Through the Knox program, by year 5, the couple is projected to earn $599 per month, and by year 15, $1908 per month in net cash flow.
In addition to the profits from renting out their property, the couple gets to enjoy the wealth-building benefits that can come with a home appreciating in value. For this home, Knox estimates that the cash flow + equity growth in year 1 alone will add over $27k, to the couple’s wealth climbing to over $36k in year five.
This home was purchased with a relatively small down payment, and through the Knox program, the estimated rate or return on their downpayment is 51% per year!
Downsizing offers this retiree a new wealth-building opportunity
After decades of Boston winters, a retiree decided to move to a warmer climate. Instead of selling his condo in Back Bay, he turned it into a passive investment with Knox.

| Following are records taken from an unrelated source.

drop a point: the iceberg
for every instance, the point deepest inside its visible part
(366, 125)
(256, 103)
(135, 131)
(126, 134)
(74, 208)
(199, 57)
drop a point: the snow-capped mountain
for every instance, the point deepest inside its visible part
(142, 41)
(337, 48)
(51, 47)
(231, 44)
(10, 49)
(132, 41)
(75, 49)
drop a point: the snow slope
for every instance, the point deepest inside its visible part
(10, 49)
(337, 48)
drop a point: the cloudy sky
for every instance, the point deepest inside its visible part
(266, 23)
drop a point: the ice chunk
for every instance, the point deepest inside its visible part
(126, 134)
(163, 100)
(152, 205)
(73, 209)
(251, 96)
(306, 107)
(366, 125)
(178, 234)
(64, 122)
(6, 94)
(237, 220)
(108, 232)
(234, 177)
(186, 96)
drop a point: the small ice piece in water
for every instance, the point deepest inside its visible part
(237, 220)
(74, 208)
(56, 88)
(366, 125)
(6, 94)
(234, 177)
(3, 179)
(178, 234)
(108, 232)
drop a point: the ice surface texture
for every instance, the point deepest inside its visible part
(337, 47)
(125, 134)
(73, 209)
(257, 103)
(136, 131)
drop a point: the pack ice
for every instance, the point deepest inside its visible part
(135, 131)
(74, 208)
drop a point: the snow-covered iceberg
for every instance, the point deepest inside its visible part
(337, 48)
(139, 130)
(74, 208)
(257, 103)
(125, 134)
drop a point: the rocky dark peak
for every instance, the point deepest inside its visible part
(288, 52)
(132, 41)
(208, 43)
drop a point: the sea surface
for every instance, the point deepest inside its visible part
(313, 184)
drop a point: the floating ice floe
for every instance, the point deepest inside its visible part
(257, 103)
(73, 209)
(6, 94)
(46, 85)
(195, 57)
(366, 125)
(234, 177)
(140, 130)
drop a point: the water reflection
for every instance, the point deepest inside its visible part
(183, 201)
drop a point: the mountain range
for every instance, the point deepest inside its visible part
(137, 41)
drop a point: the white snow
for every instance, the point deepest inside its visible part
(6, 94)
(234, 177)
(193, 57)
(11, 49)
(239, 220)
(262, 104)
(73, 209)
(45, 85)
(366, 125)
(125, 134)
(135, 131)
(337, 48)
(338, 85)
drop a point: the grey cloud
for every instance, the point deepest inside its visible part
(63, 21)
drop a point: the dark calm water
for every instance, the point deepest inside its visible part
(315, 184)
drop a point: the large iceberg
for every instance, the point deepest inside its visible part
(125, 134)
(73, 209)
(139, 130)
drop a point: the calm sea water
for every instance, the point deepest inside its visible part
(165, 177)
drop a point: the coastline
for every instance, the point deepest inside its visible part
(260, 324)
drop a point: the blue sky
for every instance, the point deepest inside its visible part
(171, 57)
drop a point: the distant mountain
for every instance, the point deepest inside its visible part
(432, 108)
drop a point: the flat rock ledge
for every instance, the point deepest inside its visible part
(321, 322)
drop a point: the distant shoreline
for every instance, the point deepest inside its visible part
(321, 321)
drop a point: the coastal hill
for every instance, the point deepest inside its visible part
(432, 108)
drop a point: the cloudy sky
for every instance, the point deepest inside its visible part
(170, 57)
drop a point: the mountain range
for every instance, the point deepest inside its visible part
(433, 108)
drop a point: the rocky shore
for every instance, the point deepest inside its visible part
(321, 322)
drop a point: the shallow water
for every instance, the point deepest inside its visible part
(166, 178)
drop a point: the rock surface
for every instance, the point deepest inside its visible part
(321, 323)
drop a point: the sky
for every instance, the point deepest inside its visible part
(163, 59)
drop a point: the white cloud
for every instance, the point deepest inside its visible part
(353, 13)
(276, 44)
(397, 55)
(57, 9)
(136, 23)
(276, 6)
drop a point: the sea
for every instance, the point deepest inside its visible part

Through the Knox program, he will earn approximately $420 per month in cash flow in the first year. By year 5, he will earn $893 per month, and by year 15, $2,077 per month.
For this home, the cash flow + equity growth in year 1 alone will add over $43k to his wealth, climbing to over $55k in year five. In the future, he will have access to the equity he is building for larger expenses. He’ll also have the opportunity to leave his family with an extremely valuable investment.
A new job opportunity leads to a great investment choice
A finance professor working at one of Boston’s universities got a position at a school out of state. He really liked his condo in Dorchester, and realized the investment potential. Knox enabled him to turn it into a passive investment while he moved to another timezone.
Through the Knox program, he will earn approximately $220 per month in cash flow in the first year. By year 5, he will earn an estimated $713 per month.
For this home, Knox estimates that the cash flow + equity growth in year 1 alone will add over $51k to his wealth, climbing to over $69k in year five. As a finance professor, he knows that this is a great investment.